7) Das Potential, für andere und bezogen auf andere zu leben, Verbundenheit mit anderen Menschen zu erkennen und zu zeigen; verschiedene Formen von familiären und sozialen Beziehungen einzugehen.
8) Die Fähigkeit, in Verbundenheit mit Tieren, Pflanzen und der ganzen Natur zu leben und pfleglich mit ihnen umzugehen.
9) Die Fähigkeit, zu lachen, zu spielen und Freude an erholsamen Tätigkeiten zu haben.
10) Das Potential, sein eigenes Leben und nicht das von jemand anderem zu leben.
10a) Die Möglichkeit, sein eigenes Leben in seiner eigenen Umgebung und seinem eigenen Kontext zu leben.
Lebensqualität
Der Capability Approach kann die Diskussion um die Lebensqualität unserer Patienten fundierter machen. Auch im Gespräch mit dem Patienten kann die Anamnese konkreter werden. Wenn wir den Begriff »Lebensqualität« für die tägliche Arbeit am Patienten nutzen wollen, müssen wir wissen, was für unseren Patienten in seinem Leben wichtig ist. Auch bei einer Beratung zur Patientenverfügung kann entscheidend sein, welche Capability geopfert würde, um eine individuell wichtigere zu erhalten.

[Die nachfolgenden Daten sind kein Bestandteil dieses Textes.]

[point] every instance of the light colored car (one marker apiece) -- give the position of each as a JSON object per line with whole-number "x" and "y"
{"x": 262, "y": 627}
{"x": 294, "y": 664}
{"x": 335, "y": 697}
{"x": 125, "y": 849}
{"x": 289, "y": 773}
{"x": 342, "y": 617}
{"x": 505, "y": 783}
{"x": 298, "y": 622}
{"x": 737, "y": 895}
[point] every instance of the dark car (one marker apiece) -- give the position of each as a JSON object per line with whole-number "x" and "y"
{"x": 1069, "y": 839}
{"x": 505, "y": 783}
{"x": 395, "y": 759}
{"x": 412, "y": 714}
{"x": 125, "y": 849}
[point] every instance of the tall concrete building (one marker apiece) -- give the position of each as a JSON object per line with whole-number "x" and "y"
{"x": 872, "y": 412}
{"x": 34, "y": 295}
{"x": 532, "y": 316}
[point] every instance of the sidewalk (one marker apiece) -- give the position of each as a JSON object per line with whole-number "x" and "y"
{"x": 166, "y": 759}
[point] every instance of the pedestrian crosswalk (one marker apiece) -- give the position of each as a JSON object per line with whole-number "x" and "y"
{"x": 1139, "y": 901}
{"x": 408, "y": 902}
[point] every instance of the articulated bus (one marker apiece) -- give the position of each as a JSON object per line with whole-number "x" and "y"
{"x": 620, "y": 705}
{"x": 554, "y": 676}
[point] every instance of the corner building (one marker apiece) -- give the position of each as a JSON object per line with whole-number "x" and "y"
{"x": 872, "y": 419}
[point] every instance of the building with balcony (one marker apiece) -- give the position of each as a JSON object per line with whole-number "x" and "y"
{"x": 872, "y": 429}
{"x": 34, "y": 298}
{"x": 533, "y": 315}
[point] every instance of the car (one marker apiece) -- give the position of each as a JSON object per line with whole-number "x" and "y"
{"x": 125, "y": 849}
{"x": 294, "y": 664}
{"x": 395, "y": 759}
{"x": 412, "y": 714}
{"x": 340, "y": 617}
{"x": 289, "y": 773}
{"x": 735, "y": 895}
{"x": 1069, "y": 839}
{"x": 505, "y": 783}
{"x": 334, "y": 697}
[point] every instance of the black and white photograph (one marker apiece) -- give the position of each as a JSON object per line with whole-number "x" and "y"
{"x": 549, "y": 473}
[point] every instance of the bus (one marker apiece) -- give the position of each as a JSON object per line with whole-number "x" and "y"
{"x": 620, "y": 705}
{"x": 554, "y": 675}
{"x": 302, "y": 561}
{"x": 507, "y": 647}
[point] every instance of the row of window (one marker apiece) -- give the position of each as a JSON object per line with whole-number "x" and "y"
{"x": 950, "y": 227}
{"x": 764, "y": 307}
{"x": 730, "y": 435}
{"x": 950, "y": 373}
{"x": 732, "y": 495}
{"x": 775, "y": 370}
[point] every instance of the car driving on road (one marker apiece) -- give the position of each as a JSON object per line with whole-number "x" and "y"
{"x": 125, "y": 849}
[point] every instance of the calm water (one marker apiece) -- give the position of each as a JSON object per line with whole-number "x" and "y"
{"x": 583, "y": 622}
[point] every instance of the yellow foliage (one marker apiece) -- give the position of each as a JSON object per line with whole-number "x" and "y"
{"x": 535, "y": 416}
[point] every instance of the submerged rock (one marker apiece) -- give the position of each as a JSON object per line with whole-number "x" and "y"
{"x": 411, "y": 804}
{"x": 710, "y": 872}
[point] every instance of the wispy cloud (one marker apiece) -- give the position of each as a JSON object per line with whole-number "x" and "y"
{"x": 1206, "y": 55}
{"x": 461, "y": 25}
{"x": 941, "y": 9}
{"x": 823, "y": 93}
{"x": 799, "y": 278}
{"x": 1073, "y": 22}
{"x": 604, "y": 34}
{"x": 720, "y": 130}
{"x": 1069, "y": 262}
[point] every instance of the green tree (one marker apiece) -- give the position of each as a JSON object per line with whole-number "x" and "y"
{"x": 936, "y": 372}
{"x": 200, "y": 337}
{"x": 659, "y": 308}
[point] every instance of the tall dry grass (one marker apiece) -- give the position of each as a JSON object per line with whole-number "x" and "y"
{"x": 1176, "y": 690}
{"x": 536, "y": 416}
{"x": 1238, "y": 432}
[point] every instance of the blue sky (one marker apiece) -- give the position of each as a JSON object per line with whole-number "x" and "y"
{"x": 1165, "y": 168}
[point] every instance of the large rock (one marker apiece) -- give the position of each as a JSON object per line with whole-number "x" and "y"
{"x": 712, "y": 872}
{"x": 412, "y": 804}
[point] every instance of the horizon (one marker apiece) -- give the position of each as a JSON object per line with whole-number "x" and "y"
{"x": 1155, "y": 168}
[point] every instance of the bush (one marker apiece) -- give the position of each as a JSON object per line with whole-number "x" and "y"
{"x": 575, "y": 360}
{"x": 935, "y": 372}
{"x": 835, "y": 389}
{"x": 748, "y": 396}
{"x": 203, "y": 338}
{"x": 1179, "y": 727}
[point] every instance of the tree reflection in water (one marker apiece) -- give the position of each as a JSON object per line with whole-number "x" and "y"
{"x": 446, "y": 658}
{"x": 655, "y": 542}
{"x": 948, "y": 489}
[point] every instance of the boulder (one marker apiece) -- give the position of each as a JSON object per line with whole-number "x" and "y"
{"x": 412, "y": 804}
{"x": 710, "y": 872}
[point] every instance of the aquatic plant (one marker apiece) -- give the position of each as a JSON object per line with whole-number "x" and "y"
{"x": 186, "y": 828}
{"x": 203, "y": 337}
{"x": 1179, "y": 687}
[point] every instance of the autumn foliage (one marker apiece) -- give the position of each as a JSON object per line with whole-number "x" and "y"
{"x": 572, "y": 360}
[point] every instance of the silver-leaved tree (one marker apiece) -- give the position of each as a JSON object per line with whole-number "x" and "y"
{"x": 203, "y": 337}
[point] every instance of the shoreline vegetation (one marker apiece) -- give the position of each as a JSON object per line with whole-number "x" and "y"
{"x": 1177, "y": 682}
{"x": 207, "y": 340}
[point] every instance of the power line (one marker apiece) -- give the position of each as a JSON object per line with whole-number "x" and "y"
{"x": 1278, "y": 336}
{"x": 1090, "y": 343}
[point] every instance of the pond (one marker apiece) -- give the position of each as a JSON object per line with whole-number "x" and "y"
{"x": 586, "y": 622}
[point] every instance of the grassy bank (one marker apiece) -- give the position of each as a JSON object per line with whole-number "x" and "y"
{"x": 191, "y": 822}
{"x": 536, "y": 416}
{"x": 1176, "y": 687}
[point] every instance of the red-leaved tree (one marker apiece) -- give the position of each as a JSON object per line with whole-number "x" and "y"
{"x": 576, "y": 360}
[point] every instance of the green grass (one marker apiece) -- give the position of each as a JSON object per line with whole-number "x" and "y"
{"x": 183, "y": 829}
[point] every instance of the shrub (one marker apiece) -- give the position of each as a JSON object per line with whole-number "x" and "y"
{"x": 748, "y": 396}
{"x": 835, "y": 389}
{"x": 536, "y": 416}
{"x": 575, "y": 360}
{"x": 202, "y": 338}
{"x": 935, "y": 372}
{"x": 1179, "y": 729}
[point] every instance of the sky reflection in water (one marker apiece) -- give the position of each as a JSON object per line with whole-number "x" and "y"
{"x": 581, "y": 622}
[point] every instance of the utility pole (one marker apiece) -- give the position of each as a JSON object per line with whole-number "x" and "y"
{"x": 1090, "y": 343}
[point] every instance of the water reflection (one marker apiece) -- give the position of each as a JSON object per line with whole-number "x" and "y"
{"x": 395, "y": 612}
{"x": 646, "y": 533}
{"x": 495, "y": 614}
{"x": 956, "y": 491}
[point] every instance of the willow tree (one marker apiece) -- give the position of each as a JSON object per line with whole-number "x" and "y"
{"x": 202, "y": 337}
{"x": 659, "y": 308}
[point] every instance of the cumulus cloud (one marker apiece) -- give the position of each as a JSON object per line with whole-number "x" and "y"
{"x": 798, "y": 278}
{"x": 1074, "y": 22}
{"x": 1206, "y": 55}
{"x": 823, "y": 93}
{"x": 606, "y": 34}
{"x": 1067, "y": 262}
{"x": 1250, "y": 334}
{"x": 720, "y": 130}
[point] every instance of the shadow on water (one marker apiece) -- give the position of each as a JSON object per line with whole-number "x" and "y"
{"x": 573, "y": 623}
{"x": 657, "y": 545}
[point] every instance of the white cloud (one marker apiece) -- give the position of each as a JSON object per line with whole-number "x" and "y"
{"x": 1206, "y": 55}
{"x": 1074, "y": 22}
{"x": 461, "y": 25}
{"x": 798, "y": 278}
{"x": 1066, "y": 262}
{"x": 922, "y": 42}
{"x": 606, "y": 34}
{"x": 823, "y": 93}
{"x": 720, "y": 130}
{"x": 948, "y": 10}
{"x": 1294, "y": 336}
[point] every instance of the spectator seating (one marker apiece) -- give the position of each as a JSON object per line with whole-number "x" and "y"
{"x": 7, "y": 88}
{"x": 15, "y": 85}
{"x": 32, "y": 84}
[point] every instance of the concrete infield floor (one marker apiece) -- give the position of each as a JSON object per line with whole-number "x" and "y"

Auf der Basis von Martha Nussbaums Capabilities schlage ich folgende Fragen zur Lebensqualität vor. Sie sind bei jeder medizinischen Handlung zu stellen. Diese Liste ist selbstverständlich bei spezifischem Bedarf zu erweitern.
-
Haben wir ausreichend kommuniziert, um zu wissen, was der Patient unter seinem guten Leben (Patientenwohl) versteht?
-
Dienen unsere medizinischen (einschließlich pflegerischen) Maßnahmen dazu, dem Patienten sein erfülltes Leben bis zuletzt zu ermöglichen? Verbessern wir seine Selbstbestimmung (Autonomie)?
-
Verhindern wir unnötigen Schmerz, unnötige andere Leiden (z.B. Atemnot, Übelkeit, Angst, Depression)? Gibt es ausreichend palliative Kompetenz vor Ort?
-
Schränken wir unangemessen seine Sinne ein oder behindern wir seine Emotionen oder seine Vernunft?
-
Sorgen wir für die Möglichkeit von Freude und Entspannung?
-
Braucht er Unterstützung für seine weitere Lebensplanung (und durch wen)?
-
Erschweren wir seine sozialen Bindungen?
-
Kann er solange wie möglich in seiner vertrauten Umgebung, in seinem sozialen Netz bleiben? Welche Hilfen braucht er dazu)?
-
Ermöglichen wir ihm, sein eigenes Leben führen zu können? Kann er sein individuelles Sterben leben? Erhalten wir seine Würde?
Das ist ein »großes« Programm. Wir sollten jedoch erreichen, dass solche oder ähnliche Capability-Fragen bei allen ärztlichen und pflegerischen Handlung gestellt werden. Wir sollten dabei nie auf umfassende Antworten »von oben« warten: Die lassen immer auf sich warten. Lebensqualität findet im Kleinen statt, in unserem Umgang mit dem Patienten, mit den Angehörigen, mit unserem Team. Unsere Institutionen können Hindernisse bei Lösungsversuchen sein. Wer aber Patientenwohl und Lebensqualität auf seine Fahnen schreibt, kann bei der Umsetzung nicht heucheln ohne sich unglaubwürdig zu machen. Gewiss sind dann unsere praktischen Lösungen nie hundertprozentig makellos. Das gilt ja doch für alle menschlichen Handlungen und ist deswegen kein Argument, nicht verantwortungsbewusst zu handeln.